Suppose I'm given a large sets of csv files and I would like to read them into python and combine them in a certain way. Some key characteristics about the files
- Index is like a time dimension
- Column are specific entities
- Index of different files may be overlapping, but the value should be the same
- not all files have the same amount of columns
At the end I would like to have a huge data frame, collecting all entities over the whole time window.
Let me give an example
import pandas as pd
df_1 = pd.DataFrame(data=[[np.nan, 2],[np.nan, 4],[np.nan, 8]],index = [0,1,2],columns=["A","B"])
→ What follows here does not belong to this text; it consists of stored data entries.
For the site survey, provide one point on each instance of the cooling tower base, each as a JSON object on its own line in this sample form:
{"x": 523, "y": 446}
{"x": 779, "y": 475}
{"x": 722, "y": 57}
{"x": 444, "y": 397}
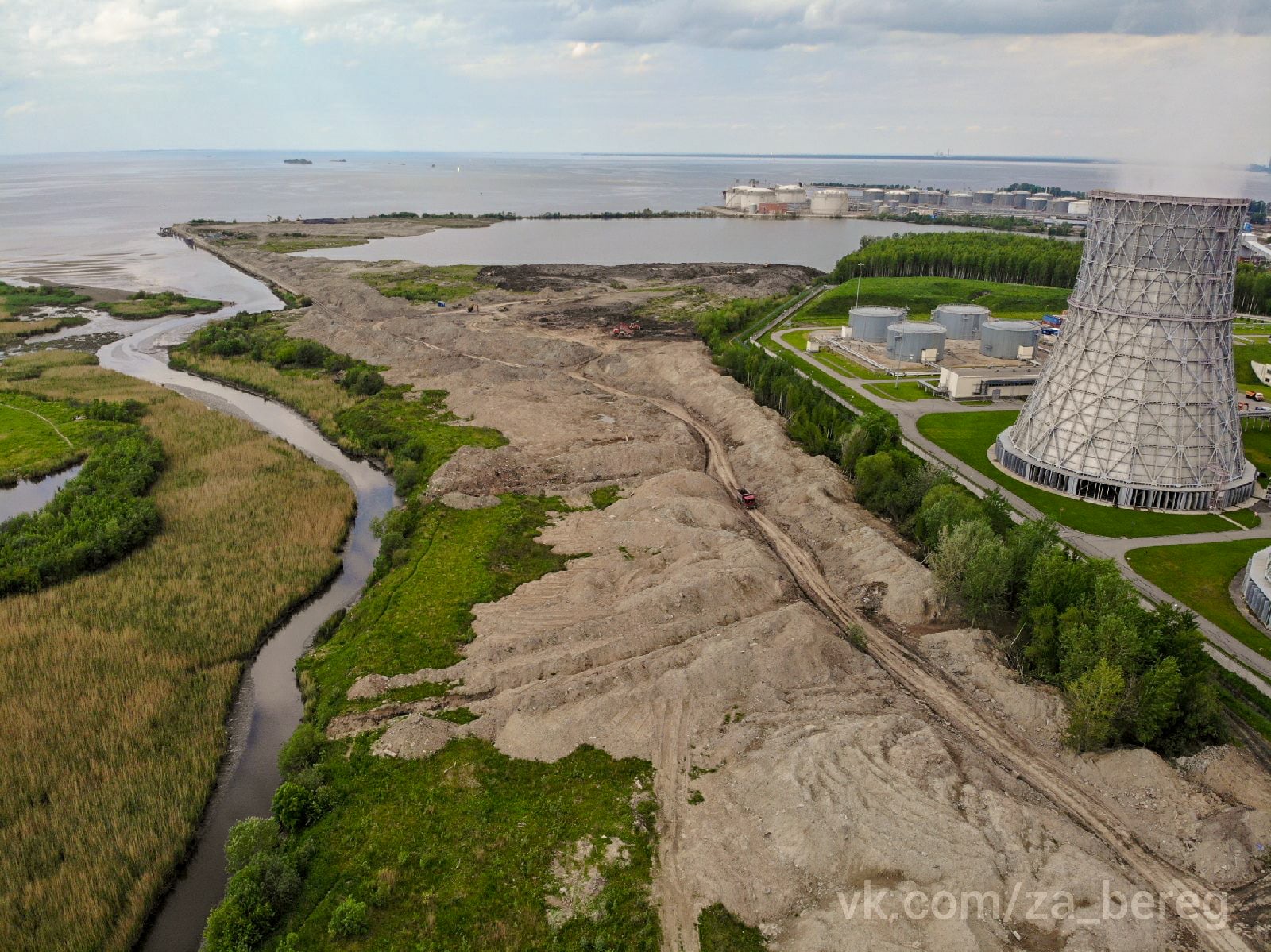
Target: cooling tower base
{"x": 1082, "y": 486}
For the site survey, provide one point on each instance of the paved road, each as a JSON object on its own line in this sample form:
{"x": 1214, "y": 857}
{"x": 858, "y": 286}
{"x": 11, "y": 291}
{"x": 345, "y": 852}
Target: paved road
{"x": 1223, "y": 647}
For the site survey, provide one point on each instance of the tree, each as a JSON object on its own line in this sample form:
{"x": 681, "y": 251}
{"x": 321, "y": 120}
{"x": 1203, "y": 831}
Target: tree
{"x": 970, "y": 566}
{"x": 1096, "y": 700}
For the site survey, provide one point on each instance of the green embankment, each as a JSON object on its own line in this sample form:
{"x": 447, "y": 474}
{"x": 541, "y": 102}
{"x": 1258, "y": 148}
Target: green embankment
{"x": 1200, "y": 576}
{"x": 466, "y": 848}
{"x": 923, "y": 294}
{"x": 114, "y": 685}
{"x": 969, "y": 437}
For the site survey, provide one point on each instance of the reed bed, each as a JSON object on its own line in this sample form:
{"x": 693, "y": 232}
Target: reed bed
{"x": 114, "y": 687}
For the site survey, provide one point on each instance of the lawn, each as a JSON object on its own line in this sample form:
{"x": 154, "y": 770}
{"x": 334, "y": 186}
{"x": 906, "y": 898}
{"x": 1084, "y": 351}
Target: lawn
{"x": 1199, "y": 577}
{"x": 906, "y": 391}
{"x": 114, "y": 685}
{"x": 969, "y": 437}
{"x": 923, "y": 294}
{"x": 450, "y": 283}
{"x": 38, "y": 437}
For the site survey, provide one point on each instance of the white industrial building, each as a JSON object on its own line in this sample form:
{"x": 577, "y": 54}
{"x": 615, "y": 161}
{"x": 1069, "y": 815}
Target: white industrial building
{"x": 1137, "y": 406}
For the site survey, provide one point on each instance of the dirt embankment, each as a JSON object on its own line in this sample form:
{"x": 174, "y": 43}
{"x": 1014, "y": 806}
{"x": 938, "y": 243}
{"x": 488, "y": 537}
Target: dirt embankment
{"x": 791, "y": 768}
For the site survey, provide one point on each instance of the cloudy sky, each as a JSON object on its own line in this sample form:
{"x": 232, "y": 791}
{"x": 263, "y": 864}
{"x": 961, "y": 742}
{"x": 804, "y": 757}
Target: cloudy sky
{"x": 1128, "y": 79}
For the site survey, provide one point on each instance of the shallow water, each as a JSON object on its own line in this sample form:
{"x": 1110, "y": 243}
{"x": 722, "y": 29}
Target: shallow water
{"x": 31, "y": 495}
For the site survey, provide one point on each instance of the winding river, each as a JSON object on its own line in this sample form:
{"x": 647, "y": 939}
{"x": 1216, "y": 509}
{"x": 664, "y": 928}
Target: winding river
{"x": 268, "y": 707}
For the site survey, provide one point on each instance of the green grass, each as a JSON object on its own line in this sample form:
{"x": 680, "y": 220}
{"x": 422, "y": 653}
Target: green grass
{"x": 417, "y": 614}
{"x": 457, "y": 852}
{"x": 969, "y": 437}
{"x": 720, "y": 931}
{"x": 144, "y": 305}
{"x": 38, "y": 437}
{"x": 908, "y": 391}
{"x": 923, "y": 294}
{"x": 449, "y": 283}
{"x": 16, "y": 302}
{"x": 1199, "y": 577}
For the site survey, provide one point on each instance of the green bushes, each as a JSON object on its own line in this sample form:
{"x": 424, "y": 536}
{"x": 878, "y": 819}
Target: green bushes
{"x": 93, "y": 520}
{"x": 976, "y": 256}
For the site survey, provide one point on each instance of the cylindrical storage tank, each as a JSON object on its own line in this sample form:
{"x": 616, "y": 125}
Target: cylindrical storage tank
{"x": 909, "y": 340}
{"x": 791, "y": 195}
{"x": 832, "y": 201}
{"x": 870, "y": 322}
{"x": 1003, "y": 338}
{"x": 961, "y": 321}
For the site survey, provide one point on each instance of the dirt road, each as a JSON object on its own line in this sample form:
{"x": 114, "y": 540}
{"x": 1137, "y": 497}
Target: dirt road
{"x": 1007, "y": 748}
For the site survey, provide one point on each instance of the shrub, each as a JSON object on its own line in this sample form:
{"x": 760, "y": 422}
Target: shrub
{"x": 349, "y": 919}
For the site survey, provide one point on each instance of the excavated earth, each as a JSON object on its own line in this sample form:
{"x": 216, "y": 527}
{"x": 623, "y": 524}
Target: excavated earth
{"x": 792, "y": 770}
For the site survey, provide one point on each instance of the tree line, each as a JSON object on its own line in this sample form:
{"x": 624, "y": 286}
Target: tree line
{"x": 972, "y": 256}
{"x": 1252, "y": 289}
{"x": 1130, "y": 675}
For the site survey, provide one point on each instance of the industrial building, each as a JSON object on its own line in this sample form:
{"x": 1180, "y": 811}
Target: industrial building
{"x": 961, "y": 321}
{"x": 870, "y": 322}
{"x": 1137, "y": 406}
{"x": 915, "y": 342}
{"x": 985, "y": 383}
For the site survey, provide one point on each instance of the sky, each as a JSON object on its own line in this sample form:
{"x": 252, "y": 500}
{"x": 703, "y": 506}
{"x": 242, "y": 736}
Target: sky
{"x": 1135, "y": 80}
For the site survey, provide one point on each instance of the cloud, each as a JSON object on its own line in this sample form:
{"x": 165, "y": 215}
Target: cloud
{"x": 19, "y": 108}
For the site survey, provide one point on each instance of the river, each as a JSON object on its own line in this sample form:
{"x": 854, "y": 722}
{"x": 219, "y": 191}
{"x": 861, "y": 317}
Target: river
{"x": 268, "y": 706}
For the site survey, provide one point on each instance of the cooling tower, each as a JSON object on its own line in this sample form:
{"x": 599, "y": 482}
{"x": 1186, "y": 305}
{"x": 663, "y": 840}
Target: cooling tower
{"x": 1137, "y": 404}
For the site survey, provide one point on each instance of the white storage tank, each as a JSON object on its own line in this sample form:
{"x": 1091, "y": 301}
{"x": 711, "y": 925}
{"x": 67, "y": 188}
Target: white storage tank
{"x": 870, "y": 322}
{"x": 830, "y": 201}
{"x": 913, "y": 341}
{"x": 791, "y": 195}
{"x": 1010, "y": 340}
{"x": 961, "y": 321}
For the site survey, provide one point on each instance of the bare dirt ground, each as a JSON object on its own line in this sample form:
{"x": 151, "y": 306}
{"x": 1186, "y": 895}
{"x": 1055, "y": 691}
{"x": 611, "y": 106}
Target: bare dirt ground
{"x": 794, "y": 769}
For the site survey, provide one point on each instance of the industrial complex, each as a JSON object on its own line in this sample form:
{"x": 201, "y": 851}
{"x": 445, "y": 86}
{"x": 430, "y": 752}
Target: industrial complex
{"x": 760, "y": 200}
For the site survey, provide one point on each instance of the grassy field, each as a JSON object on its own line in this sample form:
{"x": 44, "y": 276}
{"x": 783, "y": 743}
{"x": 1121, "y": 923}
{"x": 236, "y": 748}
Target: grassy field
{"x": 969, "y": 437}
{"x": 450, "y": 283}
{"x": 720, "y": 931}
{"x": 908, "y": 391}
{"x": 114, "y": 687}
{"x": 16, "y": 302}
{"x": 1199, "y": 577}
{"x": 923, "y": 294}
{"x": 38, "y": 437}
{"x": 145, "y": 304}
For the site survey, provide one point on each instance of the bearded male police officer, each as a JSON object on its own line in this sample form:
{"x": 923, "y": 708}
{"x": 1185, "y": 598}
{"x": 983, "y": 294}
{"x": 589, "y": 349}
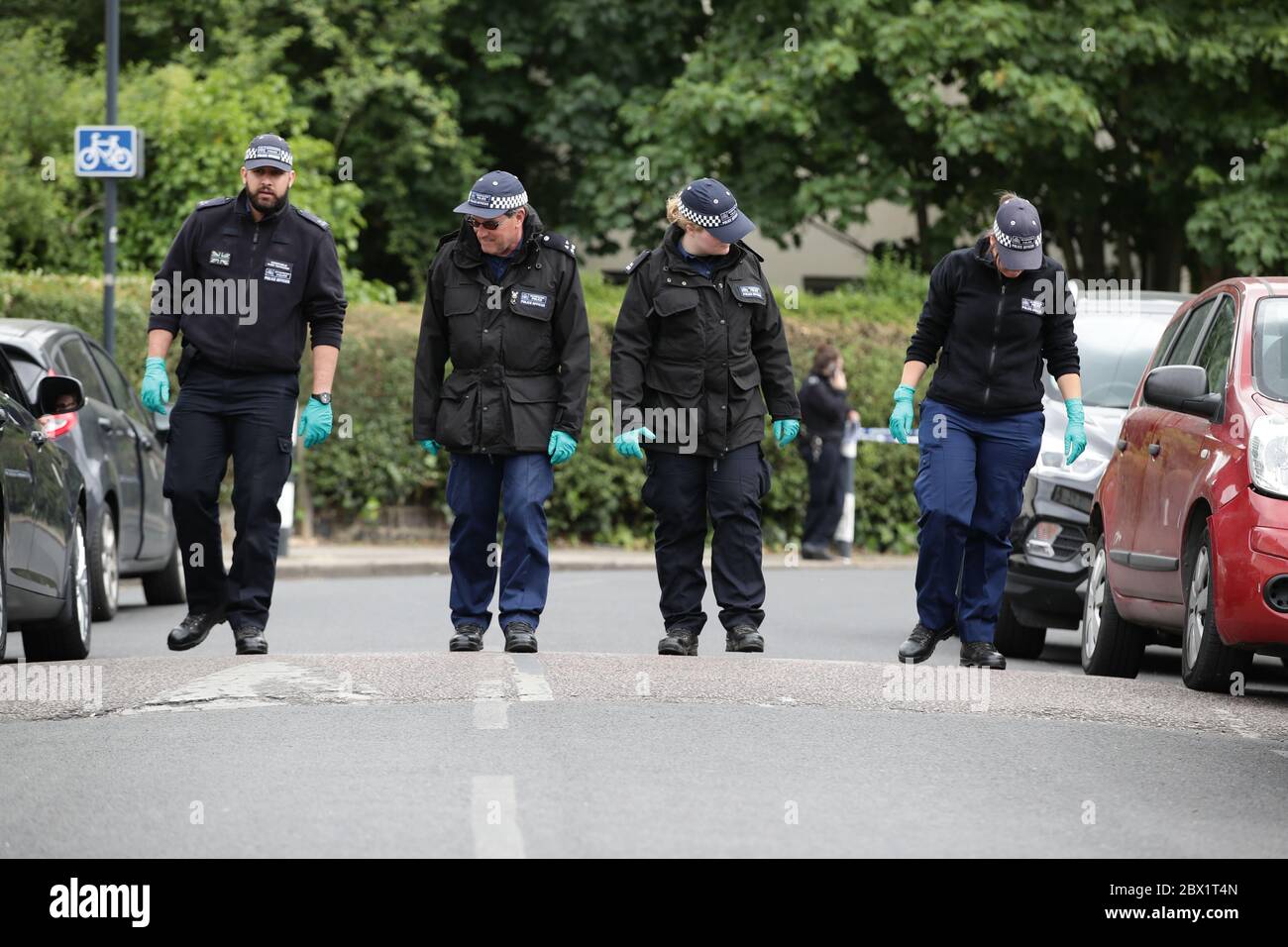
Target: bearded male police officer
{"x": 240, "y": 382}
{"x": 503, "y": 303}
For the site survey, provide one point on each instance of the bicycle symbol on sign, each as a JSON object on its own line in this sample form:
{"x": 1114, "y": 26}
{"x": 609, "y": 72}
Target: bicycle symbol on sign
{"x": 104, "y": 150}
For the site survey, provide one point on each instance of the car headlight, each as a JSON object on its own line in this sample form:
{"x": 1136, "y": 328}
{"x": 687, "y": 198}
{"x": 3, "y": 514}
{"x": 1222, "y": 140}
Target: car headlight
{"x": 1267, "y": 447}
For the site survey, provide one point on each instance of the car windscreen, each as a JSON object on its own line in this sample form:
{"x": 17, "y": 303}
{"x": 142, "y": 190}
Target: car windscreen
{"x": 27, "y": 371}
{"x": 1270, "y": 348}
{"x": 1113, "y": 351}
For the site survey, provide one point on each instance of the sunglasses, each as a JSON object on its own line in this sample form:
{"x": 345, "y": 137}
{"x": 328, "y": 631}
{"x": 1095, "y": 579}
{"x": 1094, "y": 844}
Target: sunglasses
{"x": 473, "y": 222}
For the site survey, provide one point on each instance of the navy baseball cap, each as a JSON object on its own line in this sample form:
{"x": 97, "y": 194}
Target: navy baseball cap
{"x": 268, "y": 151}
{"x": 709, "y": 204}
{"x": 1019, "y": 235}
{"x": 492, "y": 195}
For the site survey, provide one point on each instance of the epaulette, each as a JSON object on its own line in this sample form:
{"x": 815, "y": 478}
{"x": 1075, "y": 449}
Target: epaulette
{"x": 634, "y": 264}
{"x": 312, "y": 218}
{"x": 562, "y": 244}
{"x": 213, "y": 202}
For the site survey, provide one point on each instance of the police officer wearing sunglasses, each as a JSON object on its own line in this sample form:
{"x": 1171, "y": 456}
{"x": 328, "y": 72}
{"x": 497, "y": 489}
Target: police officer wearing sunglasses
{"x": 993, "y": 315}
{"x": 505, "y": 304}
{"x": 240, "y": 376}
{"x": 698, "y": 354}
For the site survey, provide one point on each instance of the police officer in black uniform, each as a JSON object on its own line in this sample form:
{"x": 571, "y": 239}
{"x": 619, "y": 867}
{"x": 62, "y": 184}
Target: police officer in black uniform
{"x": 262, "y": 270}
{"x": 503, "y": 303}
{"x": 697, "y": 339}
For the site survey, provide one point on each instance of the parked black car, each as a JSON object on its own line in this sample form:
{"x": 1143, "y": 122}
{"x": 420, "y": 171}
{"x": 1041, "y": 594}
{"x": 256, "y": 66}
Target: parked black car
{"x": 44, "y": 591}
{"x": 120, "y": 451}
{"x": 1046, "y": 577}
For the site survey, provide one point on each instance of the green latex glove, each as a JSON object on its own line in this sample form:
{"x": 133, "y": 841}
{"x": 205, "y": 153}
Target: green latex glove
{"x": 562, "y": 447}
{"x": 1074, "y": 432}
{"x": 314, "y": 423}
{"x": 901, "y": 419}
{"x": 627, "y": 444}
{"x": 155, "y": 390}
{"x": 786, "y": 431}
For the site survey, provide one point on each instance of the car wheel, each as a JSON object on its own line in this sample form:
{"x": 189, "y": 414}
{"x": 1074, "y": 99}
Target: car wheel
{"x": 1014, "y": 638}
{"x": 1207, "y": 663}
{"x": 1112, "y": 646}
{"x": 166, "y": 587}
{"x": 67, "y": 637}
{"x": 104, "y": 567}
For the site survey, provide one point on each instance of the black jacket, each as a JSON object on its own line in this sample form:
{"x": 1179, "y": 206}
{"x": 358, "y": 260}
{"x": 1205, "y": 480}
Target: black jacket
{"x": 287, "y": 260}
{"x": 520, "y": 351}
{"x": 995, "y": 333}
{"x": 823, "y": 408}
{"x": 684, "y": 342}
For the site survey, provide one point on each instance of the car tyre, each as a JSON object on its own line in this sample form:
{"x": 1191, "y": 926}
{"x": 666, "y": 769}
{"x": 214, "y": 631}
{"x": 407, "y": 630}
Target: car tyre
{"x": 1112, "y": 646}
{"x": 1014, "y": 638}
{"x": 1207, "y": 663}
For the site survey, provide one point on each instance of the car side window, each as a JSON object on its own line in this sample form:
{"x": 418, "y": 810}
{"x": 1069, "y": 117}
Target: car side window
{"x": 75, "y": 361}
{"x": 1214, "y": 356}
{"x": 1189, "y": 334}
{"x": 121, "y": 393}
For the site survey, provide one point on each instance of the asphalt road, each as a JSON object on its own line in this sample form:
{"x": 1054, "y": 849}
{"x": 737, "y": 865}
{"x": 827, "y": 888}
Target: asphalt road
{"x": 360, "y": 736}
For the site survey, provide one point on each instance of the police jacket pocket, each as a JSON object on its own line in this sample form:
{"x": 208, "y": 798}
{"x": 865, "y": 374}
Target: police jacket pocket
{"x": 533, "y": 399}
{"x": 456, "y": 407}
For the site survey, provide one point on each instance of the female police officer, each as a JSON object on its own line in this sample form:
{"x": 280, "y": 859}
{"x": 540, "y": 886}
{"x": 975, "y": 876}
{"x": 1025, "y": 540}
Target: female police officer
{"x": 996, "y": 311}
{"x": 697, "y": 338}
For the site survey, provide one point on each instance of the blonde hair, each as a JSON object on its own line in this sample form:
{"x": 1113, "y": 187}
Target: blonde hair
{"x": 674, "y": 217}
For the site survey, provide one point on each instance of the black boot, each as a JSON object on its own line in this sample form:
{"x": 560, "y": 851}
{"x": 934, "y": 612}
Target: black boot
{"x": 982, "y": 655}
{"x": 193, "y": 629}
{"x": 520, "y": 638}
{"x": 743, "y": 638}
{"x": 250, "y": 641}
{"x": 678, "y": 642}
{"x": 467, "y": 638}
{"x": 921, "y": 643}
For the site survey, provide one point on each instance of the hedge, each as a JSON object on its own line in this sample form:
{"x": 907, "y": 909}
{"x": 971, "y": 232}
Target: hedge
{"x": 596, "y": 495}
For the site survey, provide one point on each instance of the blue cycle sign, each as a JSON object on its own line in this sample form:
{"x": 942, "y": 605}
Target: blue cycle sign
{"x": 108, "y": 151}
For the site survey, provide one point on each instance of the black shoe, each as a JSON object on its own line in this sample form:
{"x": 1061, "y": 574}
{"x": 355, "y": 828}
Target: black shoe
{"x": 467, "y": 638}
{"x": 811, "y": 551}
{"x": 743, "y": 638}
{"x": 921, "y": 643}
{"x": 982, "y": 655}
{"x": 520, "y": 638}
{"x": 679, "y": 641}
{"x": 193, "y": 629}
{"x": 250, "y": 641}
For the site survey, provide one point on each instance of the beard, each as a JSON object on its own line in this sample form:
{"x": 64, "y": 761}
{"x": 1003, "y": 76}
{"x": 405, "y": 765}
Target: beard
{"x": 267, "y": 204}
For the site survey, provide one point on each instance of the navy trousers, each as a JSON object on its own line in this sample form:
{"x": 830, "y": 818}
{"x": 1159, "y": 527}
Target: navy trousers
{"x": 246, "y": 416}
{"x": 969, "y": 487}
{"x": 478, "y": 488}
{"x": 683, "y": 489}
{"x": 827, "y": 472}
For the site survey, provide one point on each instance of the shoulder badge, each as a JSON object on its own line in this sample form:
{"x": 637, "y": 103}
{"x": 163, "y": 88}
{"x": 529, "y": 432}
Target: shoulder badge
{"x": 213, "y": 202}
{"x": 312, "y": 218}
{"x": 634, "y": 264}
{"x": 562, "y": 244}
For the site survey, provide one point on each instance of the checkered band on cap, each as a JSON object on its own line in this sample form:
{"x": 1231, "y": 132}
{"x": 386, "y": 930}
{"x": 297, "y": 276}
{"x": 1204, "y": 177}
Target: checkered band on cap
{"x": 268, "y": 151}
{"x": 1019, "y": 241}
{"x": 708, "y": 219}
{"x": 494, "y": 202}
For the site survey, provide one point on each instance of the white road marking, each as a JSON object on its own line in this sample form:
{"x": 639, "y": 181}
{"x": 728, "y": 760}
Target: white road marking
{"x": 529, "y": 680}
{"x": 496, "y": 818}
{"x": 257, "y": 684}
{"x": 490, "y": 709}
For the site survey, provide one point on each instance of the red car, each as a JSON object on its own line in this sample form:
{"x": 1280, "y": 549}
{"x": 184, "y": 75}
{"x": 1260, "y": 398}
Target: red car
{"x": 1190, "y": 521}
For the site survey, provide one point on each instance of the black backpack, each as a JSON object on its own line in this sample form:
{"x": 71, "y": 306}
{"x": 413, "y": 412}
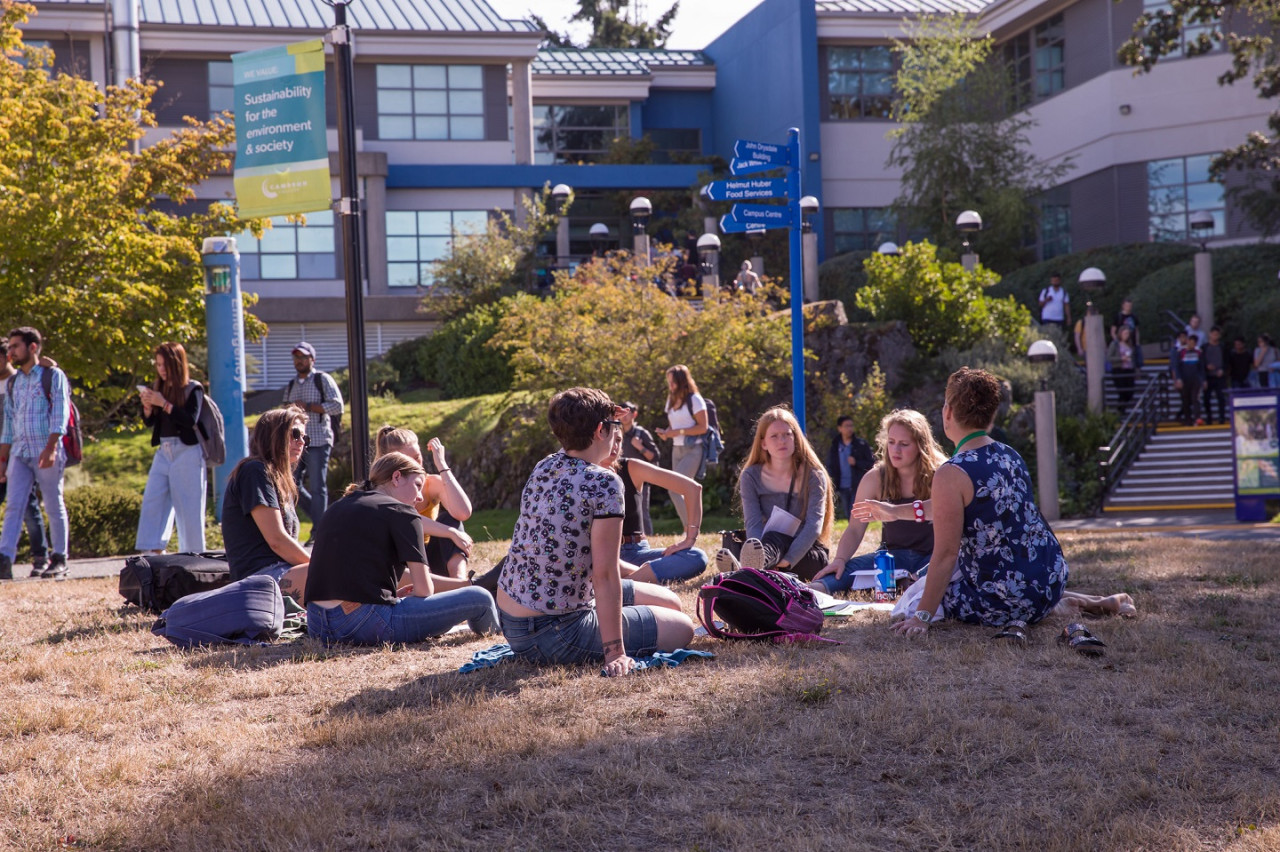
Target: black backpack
{"x": 334, "y": 420}
{"x": 158, "y": 580}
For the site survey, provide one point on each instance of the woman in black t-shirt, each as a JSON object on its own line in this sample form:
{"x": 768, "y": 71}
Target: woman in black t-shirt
{"x": 368, "y": 540}
{"x": 260, "y": 523}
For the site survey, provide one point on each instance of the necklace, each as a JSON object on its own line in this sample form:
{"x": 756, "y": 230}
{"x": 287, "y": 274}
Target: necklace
{"x": 981, "y": 433}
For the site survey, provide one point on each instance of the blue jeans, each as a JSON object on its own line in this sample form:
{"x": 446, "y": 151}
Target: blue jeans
{"x": 314, "y": 495}
{"x": 411, "y": 619}
{"x": 23, "y": 475}
{"x": 176, "y": 486}
{"x": 682, "y": 564}
{"x": 910, "y": 560}
{"x": 575, "y": 637}
{"x": 35, "y": 522}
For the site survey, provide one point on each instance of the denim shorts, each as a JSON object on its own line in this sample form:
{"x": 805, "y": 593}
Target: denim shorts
{"x": 575, "y": 637}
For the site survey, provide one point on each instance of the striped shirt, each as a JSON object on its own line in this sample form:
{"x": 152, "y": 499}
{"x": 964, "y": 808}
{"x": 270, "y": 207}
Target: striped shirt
{"x": 305, "y": 393}
{"x": 30, "y": 418}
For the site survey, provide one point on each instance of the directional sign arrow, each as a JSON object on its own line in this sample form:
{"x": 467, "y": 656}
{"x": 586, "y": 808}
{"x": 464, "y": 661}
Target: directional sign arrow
{"x": 766, "y": 151}
{"x": 750, "y": 166}
{"x": 746, "y": 189}
{"x": 767, "y": 215}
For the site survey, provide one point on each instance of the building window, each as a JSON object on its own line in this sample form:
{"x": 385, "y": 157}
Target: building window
{"x": 1037, "y": 63}
{"x": 859, "y": 82}
{"x": 222, "y": 88}
{"x": 430, "y": 102}
{"x": 1055, "y": 230}
{"x": 417, "y": 239}
{"x": 1176, "y": 188}
{"x": 289, "y": 250}
{"x": 862, "y": 229}
{"x": 577, "y": 133}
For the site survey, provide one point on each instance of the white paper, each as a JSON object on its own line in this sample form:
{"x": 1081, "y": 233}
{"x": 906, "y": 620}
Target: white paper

df_2 = pd.DataFrame(data=[[4, 8, 2],[4, 2, 8],[6, 1, 1]],index = [2,3,4],columns=["A","B","C"])
df_3 = pd.DataFrame(data=[[2, np.nan, 4],[8, np.nan, 8],[1, 8, 10]],index = [2,3,4],columns=["C","D","E"])
df_end = pd.DataFrame(data=[[np.nan, 2, np.nan, np.nan, np.nan],[np.nan, 4, np.nan, np.nan, np.nan],[4, 8, 2, np.nan, 4], [4, 2, 8, np.nan, 8], [6, 1, 1, 8, 10]],index = [0, 1, 2, 3, 4],columns=["A","B","C","D","E"])
So as you see, we have three data frames and I envision to have the end result as outlined in df_end
. In reality, the data frames are much larger but the toy example should make clear what I try to achieve.
I've tried to do something like this:
temp = pd.concat([df_1,df_2,df_3])
temp[~temp.index.duplicated(keep="first")]
which didn't show the desired result.